In this guide, we will walk you through the steps to access CodeGemma on Hugging Face, providing you with the necessary directives to ensure a smooth process. Let’s embark on this thrilling adventure into the world of AI and coding!
Step-by-Step Instructions to Access CodeGemma
Following these steps will allow you to access CodeGemma without any hassle:
- Ensure that you have an account on Hugging Face. If you don’t, create one!
- Log in to your Hugging Face account.
- Before proceeding, kindly review and agree to Google’s usage license.
- After you’ve acknowledged the license, you can proceed to use CodeGemma for your projects.
- Click the button below to acknowledge the license:
Acknowledge license
Llamacpp Quantizations of CodeGemma-7B
When working with CodeGemma, understanding the different quantizations is crucial. So imagine baking a cake: each quantization is like a different type of cake recipe that yields varying levels of sweetness and texture, depending on the ingredients used. Here’s how they differ:
- Q8_0: The richest, most indulgent cake (extremely high quality).
- Q6_K: A near perfect cake that everyone loves (very high quality, recommended).
- Q5_K: A delectable cake that’s fitting for smaller gatherings (high quality).
- Q4_K: A good basic cake that is practical (good quality).
- IQ and K types: Different styles of cakes (I-quants are newer with better performance).
Download the Files
Below is a selection of the quantization files available for CodeGemma-7B:
| Filename | Quant Type | File Size | Description |
|---|---|---|---|
| codegemma-7b-Q8_0.gguf | Q8_0 | 9.07GB | Extremely high quality, generally unneeded but max available quant. |
| codegemma-7b-Q6_K.gguf | Q6_K | 7.01GB | Very high quality, near perfect, recommended. |
Which File Should You Choose?
Determining which model to use depends on your system capabilities:
- If memory allows, choose a quant that is 1-2GB smaller than your GPU’s total VRAM for optimal speed.

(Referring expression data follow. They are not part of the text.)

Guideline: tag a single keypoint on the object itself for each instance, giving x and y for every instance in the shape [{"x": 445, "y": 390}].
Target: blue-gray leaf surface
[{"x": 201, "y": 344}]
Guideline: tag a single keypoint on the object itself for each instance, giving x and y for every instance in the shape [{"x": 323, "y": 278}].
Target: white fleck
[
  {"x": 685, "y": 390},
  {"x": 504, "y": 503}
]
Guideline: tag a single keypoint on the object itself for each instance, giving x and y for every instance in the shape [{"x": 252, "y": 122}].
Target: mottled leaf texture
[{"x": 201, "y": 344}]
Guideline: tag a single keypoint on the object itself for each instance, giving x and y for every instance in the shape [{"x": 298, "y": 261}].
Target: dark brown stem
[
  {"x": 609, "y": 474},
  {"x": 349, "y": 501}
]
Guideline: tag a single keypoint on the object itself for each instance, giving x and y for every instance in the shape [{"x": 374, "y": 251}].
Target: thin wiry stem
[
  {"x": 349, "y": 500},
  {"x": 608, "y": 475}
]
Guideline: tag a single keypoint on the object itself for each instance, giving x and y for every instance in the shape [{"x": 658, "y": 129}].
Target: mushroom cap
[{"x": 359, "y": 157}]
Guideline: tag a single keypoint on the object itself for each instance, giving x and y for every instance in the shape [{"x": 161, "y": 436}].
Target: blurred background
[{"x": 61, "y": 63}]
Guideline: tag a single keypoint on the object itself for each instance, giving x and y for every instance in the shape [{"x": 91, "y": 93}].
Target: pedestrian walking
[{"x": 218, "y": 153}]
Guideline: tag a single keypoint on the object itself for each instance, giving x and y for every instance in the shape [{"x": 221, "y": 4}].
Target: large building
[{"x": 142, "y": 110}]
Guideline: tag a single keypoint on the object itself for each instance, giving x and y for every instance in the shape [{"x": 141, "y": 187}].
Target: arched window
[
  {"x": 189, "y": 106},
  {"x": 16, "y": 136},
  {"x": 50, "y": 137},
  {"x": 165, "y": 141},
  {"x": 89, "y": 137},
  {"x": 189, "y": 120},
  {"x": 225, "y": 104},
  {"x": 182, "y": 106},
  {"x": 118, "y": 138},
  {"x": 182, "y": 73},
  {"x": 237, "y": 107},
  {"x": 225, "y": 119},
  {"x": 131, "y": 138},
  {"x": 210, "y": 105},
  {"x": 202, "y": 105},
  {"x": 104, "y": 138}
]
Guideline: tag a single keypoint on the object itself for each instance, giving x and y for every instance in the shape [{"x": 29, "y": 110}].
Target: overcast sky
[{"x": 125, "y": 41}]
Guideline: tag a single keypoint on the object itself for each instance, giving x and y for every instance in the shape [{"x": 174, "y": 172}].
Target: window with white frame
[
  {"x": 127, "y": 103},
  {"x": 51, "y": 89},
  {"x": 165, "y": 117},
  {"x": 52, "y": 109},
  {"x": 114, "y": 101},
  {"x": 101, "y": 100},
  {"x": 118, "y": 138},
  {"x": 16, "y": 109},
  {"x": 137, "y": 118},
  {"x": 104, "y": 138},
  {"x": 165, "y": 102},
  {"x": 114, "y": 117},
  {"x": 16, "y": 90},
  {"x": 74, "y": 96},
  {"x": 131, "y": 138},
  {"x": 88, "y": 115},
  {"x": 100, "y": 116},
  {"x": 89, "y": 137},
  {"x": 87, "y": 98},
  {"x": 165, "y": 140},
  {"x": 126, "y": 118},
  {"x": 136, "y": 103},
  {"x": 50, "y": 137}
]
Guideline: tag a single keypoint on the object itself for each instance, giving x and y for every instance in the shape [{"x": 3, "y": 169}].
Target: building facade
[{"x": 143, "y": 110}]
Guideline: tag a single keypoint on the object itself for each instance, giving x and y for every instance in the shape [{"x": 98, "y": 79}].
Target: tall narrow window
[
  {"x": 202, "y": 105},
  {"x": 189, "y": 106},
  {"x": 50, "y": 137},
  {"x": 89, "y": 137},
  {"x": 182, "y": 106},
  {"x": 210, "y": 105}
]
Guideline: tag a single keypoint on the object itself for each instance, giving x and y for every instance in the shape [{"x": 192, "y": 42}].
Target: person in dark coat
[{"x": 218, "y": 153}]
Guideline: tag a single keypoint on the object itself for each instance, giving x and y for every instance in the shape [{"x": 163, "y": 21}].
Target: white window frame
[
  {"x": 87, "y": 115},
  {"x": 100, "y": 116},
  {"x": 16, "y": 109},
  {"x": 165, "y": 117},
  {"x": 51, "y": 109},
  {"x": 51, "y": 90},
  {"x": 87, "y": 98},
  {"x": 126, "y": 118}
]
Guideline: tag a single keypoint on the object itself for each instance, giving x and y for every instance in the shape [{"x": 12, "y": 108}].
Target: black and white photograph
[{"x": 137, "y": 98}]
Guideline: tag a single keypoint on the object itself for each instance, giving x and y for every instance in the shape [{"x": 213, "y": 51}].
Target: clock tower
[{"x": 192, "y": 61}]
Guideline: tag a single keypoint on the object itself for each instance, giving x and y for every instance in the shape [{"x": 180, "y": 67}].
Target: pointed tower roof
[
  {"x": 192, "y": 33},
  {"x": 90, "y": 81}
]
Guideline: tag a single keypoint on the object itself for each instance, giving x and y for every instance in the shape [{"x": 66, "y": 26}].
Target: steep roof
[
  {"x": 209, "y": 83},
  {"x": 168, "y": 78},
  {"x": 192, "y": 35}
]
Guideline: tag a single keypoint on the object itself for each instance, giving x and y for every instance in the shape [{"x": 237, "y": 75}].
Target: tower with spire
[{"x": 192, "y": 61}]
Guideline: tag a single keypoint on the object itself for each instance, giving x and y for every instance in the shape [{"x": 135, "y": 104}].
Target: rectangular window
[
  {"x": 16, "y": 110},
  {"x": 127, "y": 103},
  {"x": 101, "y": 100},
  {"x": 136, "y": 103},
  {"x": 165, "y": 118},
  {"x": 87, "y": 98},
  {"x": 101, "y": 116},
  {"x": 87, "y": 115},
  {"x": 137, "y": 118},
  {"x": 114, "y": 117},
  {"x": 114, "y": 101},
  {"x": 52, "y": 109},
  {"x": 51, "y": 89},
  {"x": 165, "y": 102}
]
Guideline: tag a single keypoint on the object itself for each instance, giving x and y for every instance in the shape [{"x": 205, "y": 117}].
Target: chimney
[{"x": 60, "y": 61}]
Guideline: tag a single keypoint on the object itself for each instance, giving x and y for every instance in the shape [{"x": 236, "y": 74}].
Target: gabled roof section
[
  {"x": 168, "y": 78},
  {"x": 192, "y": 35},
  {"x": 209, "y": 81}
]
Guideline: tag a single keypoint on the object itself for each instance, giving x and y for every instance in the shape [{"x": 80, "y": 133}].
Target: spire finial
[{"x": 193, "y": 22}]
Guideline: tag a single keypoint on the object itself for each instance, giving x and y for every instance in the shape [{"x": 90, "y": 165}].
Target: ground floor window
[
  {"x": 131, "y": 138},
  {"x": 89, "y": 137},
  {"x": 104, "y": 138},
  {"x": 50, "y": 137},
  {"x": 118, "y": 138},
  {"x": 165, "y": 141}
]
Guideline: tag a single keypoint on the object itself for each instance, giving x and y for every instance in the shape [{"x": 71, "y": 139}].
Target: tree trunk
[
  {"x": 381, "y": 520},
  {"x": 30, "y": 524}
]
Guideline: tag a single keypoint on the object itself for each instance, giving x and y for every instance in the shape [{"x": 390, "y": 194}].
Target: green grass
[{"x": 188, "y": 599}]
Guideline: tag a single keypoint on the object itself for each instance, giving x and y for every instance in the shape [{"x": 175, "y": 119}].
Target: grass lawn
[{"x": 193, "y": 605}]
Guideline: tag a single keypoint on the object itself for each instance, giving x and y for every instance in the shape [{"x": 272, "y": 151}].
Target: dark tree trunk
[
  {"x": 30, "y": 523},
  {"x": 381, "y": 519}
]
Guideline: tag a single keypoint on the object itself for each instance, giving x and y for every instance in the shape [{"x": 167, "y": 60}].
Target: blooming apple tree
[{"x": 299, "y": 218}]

- For maximum quality, combine your system RAM with your GPU’s VRAM for an effective quant size decision.
- If you prefer simplicity, select a K-quant model that fits your needs.
- For advanced users, consult the llama.cpp feature matrix for more tailored options.
Troubleshooting Tips
If you encounter issues accessing the files or using CodeGemma, here are a few tips:
- Ensure you are logged into your Hugging Face account.
- Confirm that you have acknowledged Google’s license agreement.
- If you face download issues, try refreshing the page or checking your internet connection.
- For more insights, updates, or to collaborate on AI development projects, stay connected with fxis.ai.
At fxis.ai, we believe that such advancements are crucial for the future of AI, as they enable more comprehensive and effective solutions. Our team is continually exploring new methodologies to push the envelope in artificial intelligence, ensuring that our clients benefit from the latest technological innovations.